Why WebBundles are dangerous for the modern web



The modern web is built on the principle that each source has its own link, that is, we can decompile a page and view its contents, often literally by opening the console in a browser.



In the case of packaging a site in WebBundles, we get a monolith of dozens or hundreds of encapsulated sources, which for the outside world are hidden under one link, and this content can be called only by direct access to our "monolith".



From the point of view of information security, this means that any site that appears to the outside world as just a conditional mono-link can contain arbitrary JS code, scripts, advertisements, and so on, for which there is enough imagination.



Security researcher at Brave Peter Snyder socommented on the technology created by Google on his blog:



This technology can transform the modern Internet from a collection of hyperlinked resources (which can be checked, selectively retrieved, or even replaced) into opaque bubbles that work in an all-or-nothing fashion (like PDF or SWF already do).


The problem with WebBundles is that the very principle of opaque packaging of web page content into a single monolith makes it impossible to validate, plus devalues ​​the already built mechanism of URL relevance and indexing.



Basically, a common problem with all of these packaging tricks is that WebBundles create a local namespace regardless of what the rest of the world sees. This can ultimately cause massive naming confusion and negate years of work to create a confidential and secure environment.


Google



A well-known fact will now be announced: Google hates ad blockers. Perhaps they are trying to pretend that blockers are a phenomenon to live with and which will not go anywhere. Perhaps they themselves support this mainstream. For example, a built-in blocker was added to Chrome in November .
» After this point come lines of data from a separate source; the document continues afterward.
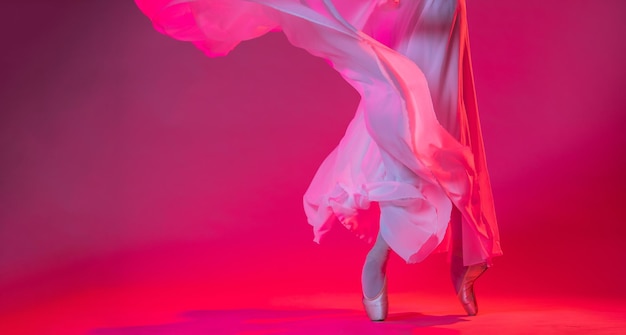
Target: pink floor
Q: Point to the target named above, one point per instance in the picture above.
(181, 309)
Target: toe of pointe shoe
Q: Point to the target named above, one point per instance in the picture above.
(376, 308)
(465, 287)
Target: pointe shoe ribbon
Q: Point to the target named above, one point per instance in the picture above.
(376, 308)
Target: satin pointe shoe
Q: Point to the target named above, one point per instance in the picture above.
(463, 278)
(376, 308)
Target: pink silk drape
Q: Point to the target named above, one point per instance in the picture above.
(414, 145)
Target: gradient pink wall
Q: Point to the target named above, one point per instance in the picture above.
(126, 155)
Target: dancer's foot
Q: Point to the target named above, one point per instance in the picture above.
(374, 282)
(376, 308)
(463, 278)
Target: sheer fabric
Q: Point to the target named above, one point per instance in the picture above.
(414, 145)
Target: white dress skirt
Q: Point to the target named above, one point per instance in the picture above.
(414, 146)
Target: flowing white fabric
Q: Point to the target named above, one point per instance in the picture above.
(414, 145)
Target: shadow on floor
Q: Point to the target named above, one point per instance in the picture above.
(302, 322)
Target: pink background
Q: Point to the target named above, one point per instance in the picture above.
(126, 156)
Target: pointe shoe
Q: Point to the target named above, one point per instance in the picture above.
(376, 308)
(463, 278)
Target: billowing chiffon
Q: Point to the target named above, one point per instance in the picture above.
(414, 146)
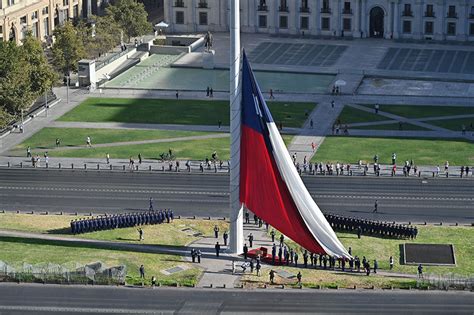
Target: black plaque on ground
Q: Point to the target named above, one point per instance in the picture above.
(429, 254)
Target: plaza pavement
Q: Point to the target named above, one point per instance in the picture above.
(217, 271)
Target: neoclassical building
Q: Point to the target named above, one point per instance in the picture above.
(40, 16)
(411, 19)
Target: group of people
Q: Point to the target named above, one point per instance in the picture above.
(369, 227)
(109, 222)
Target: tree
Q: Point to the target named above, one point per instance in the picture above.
(106, 35)
(68, 48)
(131, 16)
(15, 85)
(42, 75)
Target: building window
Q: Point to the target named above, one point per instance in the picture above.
(428, 27)
(46, 26)
(347, 8)
(451, 28)
(407, 10)
(304, 23)
(429, 10)
(75, 11)
(262, 21)
(347, 25)
(325, 8)
(202, 18)
(325, 24)
(452, 12)
(179, 17)
(283, 21)
(407, 27)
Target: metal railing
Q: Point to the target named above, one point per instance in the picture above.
(71, 273)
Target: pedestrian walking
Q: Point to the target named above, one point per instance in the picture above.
(246, 251)
(217, 248)
(420, 271)
(272, 276)
(151, 204)
(226, 237)
(298, 276)
(250, 237)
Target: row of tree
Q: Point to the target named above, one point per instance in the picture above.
(125, 18)
(25, 73)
But let's be honest: the entire Google empire is based on banners and the first three SERPs labeled "ads." This is a multi-billion dollar corporate income and the entire business and development empire of Google revolves around the banners and these three links.



WebBundles could be a game changer on a technical level and make the concept of modern ad blockers completely dysfunctional. Random URLs can be packaged in WebBundlesto display ads, you can substitute URL addresses in them, and so on, for which you have enough imagination.
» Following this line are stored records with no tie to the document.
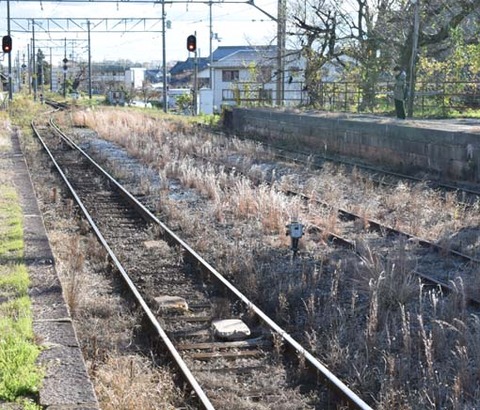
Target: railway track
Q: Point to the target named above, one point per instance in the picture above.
(189, 304)
(434, 264)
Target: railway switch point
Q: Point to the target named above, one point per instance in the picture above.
(171, 303)
(295, 230)
(230, 329)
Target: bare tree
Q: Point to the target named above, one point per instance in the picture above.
(371, 36)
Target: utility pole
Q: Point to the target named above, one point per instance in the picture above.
(164, 59)
(281, 34)
(89, 63)
(10, 92)
(211, 47)
(413, 60)
(34, 64)
(65, 60)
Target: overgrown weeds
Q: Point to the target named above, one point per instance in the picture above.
(366, 316)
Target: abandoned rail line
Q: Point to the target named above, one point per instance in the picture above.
(190, 305)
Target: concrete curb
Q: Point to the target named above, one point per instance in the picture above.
(66, 384)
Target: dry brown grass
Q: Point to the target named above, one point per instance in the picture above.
(366, 317)
(130, 383)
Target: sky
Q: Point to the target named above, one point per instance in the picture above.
(236, 23)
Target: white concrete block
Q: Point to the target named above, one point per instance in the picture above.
(175, 303)
(231, 329)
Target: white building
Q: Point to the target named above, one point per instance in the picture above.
(134, 77)
(248, 76)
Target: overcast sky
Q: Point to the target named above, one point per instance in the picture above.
(234, 23)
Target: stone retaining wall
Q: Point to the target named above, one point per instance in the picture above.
(447, 149)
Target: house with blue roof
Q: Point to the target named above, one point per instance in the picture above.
(241, 75)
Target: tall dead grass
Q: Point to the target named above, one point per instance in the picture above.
(365, 316)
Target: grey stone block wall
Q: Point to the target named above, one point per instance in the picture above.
(445, 148)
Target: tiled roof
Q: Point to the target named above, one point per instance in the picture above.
(188, 65)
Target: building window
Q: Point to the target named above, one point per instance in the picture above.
(264, 75)
(229, 75)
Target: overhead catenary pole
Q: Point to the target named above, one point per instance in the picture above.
(211, 46)
(65, 69)
(164, 59)
(34, 64)
(89, 63)
(281, 33)
(10, 91)
(413, 59)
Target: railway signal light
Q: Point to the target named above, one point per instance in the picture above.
(7, 44)
(191, 43)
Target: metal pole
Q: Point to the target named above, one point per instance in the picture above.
(10, 92)
(195, 83)
(413, 60)
(51, 71)
(29, 69)
(34, 63)
(211, 46)
(281, 30)
(164, 58)
(64, 70)
(89, 63)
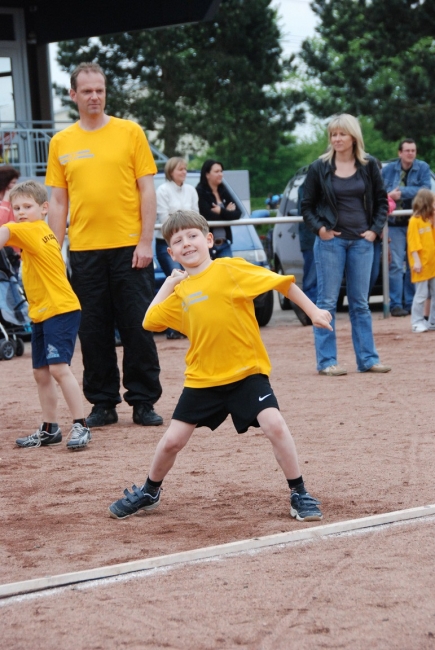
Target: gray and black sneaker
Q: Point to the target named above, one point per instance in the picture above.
(40, 439)
(304, 507)
(133, 502)
(79, 436)
(100, 416)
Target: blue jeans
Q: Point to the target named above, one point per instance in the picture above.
(309, 280)
(376, 266)
(401, 287)
(355, 258)
(165, 260)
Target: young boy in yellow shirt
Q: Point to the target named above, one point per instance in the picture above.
(211, 302)
(55, 313)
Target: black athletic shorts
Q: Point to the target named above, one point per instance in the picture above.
(243, 400)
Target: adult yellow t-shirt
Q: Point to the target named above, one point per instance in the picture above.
(100, 169)
(215, 310)
(44, 274)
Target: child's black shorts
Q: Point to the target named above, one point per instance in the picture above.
(54, 339)
(243, 400)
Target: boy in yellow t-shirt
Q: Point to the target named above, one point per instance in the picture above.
(55, 312)
(211, 302)
(421, 255)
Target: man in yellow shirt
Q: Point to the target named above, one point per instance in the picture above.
(212, 302)
(103, 167)
(55, 313)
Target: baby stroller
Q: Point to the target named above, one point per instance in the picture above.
(14, 318)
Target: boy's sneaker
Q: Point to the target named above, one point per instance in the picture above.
(133, 502)
(40, 439)
(304, 507)
(100, 416)
(419, 328)
(79, 437)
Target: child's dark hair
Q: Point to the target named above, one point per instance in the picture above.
(33, 189)
(7, 174)
(422, 204)
(182, 220)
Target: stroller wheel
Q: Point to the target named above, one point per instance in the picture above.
(7, 350)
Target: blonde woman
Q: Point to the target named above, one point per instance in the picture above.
(345, 205)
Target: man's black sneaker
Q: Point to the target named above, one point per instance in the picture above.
(40, 439)
(145, 416)
(100, 416)
(133, 502)
(304, 507)
(79, 437)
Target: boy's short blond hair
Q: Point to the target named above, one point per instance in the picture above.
(33, 189)
(422, 204)
(182, 220)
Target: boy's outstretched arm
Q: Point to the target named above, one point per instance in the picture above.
(319, 317)
(168, 286)
(4, 236)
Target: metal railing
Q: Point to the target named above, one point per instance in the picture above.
(297, 219)
(24, 145)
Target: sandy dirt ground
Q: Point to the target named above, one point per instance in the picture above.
(366, 445)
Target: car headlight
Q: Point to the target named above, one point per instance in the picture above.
(255, 256)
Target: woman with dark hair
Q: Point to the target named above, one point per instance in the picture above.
(216, 204)
(345, 205)
(8, 178)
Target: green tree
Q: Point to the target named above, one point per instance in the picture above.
(218, 81)
(375, 58)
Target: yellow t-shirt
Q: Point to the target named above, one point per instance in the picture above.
(421, 240)
(215, 310)
(100, 169)
(44, 273)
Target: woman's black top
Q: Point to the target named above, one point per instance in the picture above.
(206, 200)
(319, 204)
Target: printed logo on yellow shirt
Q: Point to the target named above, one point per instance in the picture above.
(76, 155)
(192, 299)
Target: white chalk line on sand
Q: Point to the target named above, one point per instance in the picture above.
(19, 590)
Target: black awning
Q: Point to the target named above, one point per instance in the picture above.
(56, 20)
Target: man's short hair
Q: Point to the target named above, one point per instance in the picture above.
(182, 220)
(85, 67)
(171, 164)
(32, 189)
(406, 141)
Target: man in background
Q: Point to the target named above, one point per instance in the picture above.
(403, 178)
(103, 168)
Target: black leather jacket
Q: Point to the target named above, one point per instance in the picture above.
(319, 203)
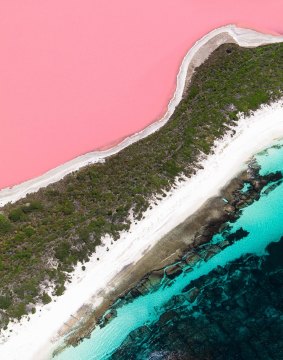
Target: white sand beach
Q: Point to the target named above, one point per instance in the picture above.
(32, 339)
(195, 57)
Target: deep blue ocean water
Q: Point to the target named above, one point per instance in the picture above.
(263, 220)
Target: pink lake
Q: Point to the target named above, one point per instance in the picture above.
(80, 75)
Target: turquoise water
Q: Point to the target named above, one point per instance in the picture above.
(262, 220)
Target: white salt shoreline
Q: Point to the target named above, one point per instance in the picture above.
(32, 339)
(195, 56)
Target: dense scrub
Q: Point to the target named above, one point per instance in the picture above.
(44, 235)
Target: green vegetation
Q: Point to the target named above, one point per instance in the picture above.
(44, 235)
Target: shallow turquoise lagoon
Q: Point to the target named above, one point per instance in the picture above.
(262, 220)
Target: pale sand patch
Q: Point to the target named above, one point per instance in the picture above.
(195, 57)
(252, 135)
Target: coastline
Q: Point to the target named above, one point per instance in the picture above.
(266, 125)
(194, 57)
(226, 162)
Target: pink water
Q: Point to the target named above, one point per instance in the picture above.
(79, 75)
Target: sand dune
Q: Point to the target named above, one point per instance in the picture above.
(195, 56)
(33, 339)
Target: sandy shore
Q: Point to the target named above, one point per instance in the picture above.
(195, 57)
(32, 338)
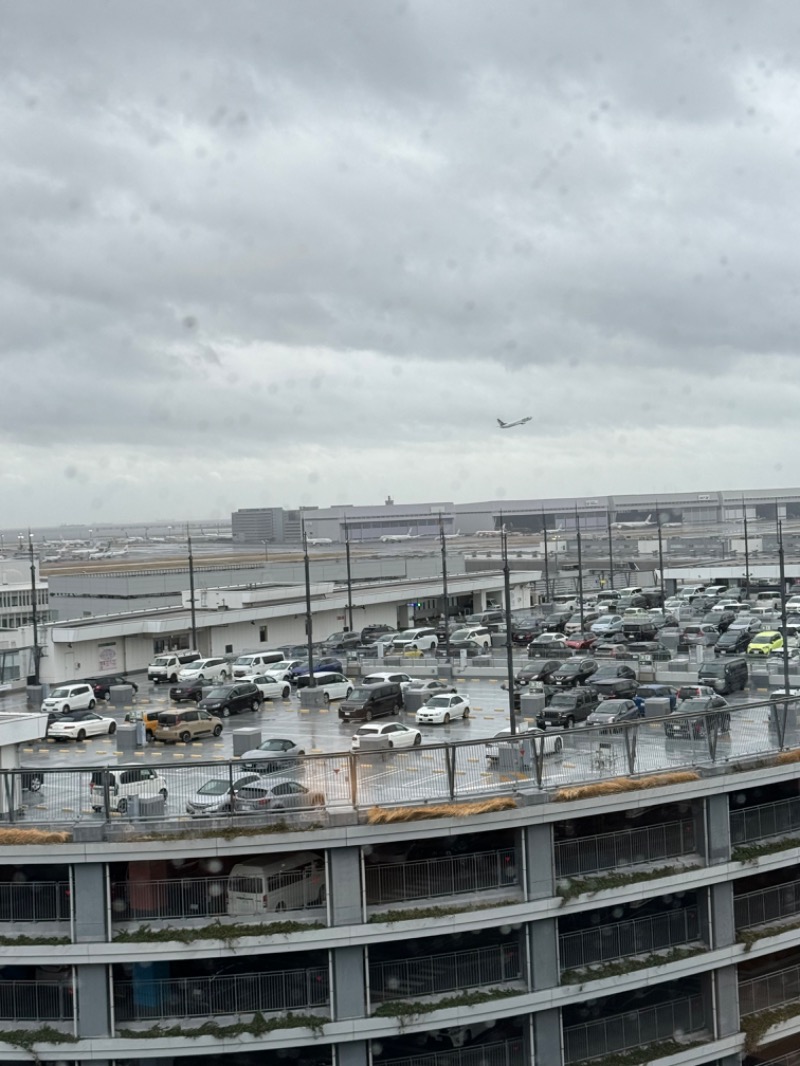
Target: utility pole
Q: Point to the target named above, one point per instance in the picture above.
(610, 550)
(34, 611)
(445, 596)
(350, 579)
(580, 572)
(509, 645)
(309, 636)
(191, 592)
(660, 556)
(747, 552)
(783, 611)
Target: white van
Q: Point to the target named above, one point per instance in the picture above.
(288, 883)
(258, 662)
That being said, Google is serious enough. The current implementation of WebBundles is already integrated into stable versions of Chrome, but is disabled by default. But if you want, chrome://flagsyou can open this Pandora's box.
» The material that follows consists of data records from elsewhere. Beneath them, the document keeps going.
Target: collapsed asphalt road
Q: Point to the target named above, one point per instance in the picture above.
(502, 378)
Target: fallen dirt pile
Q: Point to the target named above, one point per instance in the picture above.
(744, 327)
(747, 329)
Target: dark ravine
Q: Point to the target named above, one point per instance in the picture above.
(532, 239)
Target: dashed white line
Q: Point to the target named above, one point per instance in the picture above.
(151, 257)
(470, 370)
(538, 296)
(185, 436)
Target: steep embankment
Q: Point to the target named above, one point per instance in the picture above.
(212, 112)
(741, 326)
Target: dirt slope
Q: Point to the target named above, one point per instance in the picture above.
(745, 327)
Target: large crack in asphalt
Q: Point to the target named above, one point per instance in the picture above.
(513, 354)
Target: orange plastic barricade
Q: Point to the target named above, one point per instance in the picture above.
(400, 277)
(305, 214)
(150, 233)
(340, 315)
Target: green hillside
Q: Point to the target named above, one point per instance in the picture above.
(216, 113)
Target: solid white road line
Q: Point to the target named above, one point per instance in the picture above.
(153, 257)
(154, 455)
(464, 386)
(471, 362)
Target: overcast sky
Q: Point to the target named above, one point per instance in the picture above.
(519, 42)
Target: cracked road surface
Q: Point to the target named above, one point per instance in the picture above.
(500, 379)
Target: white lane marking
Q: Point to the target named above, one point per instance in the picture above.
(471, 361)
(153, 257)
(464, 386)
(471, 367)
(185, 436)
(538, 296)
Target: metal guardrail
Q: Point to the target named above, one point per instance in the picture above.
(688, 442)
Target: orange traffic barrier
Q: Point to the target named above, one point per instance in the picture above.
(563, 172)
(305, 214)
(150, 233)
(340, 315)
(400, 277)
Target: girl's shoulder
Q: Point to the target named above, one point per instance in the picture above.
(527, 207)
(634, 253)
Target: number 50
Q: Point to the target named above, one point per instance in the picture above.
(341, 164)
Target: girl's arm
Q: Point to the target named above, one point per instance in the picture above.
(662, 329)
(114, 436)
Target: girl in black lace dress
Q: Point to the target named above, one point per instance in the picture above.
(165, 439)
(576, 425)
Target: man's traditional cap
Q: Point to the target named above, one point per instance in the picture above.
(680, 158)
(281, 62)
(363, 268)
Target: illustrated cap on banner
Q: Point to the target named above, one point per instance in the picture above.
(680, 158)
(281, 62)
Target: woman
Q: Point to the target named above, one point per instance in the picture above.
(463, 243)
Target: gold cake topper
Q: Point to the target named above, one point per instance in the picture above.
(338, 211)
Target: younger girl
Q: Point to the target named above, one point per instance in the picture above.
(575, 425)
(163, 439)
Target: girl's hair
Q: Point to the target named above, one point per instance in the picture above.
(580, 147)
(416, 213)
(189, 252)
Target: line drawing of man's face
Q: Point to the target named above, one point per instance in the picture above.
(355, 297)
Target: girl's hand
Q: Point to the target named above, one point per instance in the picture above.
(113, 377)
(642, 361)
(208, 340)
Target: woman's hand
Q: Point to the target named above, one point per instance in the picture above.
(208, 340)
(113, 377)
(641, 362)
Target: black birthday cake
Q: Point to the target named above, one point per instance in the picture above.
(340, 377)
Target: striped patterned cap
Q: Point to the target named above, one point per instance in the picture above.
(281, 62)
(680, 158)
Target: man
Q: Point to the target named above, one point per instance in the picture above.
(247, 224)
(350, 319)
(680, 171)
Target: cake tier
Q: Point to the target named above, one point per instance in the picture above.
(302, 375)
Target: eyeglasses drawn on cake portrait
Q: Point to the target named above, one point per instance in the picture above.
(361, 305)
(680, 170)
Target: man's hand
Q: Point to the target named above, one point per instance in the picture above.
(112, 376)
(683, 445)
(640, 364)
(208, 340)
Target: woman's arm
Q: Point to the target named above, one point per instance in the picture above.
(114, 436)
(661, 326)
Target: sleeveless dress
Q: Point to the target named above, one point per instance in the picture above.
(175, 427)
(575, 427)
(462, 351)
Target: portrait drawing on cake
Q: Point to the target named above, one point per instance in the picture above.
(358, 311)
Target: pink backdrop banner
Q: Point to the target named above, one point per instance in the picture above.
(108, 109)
Chrome version 85.0.4183.83 (Official Build), (64 bit)



Now WebBundles are more like a gun that hangs on the wall and never fire. But if Google “squeezes” and the company's revenues drop significantly due to falling advertising budgets, this weapon may also be used. It is not known what the corporation will promise to web developers, but it is already clear that WebBundles looks very appetizing for unscrupulous webmasters who are ready to monetize their economy in any way and way.



How to deal with this is also unclear, especially given the fact that at the head of the possible implementation of "web-PDF" will be a company that is developing the most popular browser engine on the planet. Even worse, there are no intelligible alternatives to this engine now, because even Microsoft has already “shot and buried” their EdgeHTML flight attendant for two years, having switched to Chromium.



The analogy with PDF is made for a reason: the basic principle of displaying and packaging data between the document protection format and WebBundles is extremely similar. Even worse, by 2020, there are no publicly available tools and services (even paid ones) that would decompile PDF content with 100% accuracy and give it to the user in the desired format, and we're just talking about protecting text data. What methods of protecting the contents of containers WebBundles can create in Google is anyone's guess.



Google has so far carefully positioned WebBundles as "a tool for saving and transferring websites locally," that is, via media or Bluetooth. At the same time, the company calls WebBundles "a new standard that can fundamentally change the Internet," that is, there are already plans for widespread adoption of WebBundles.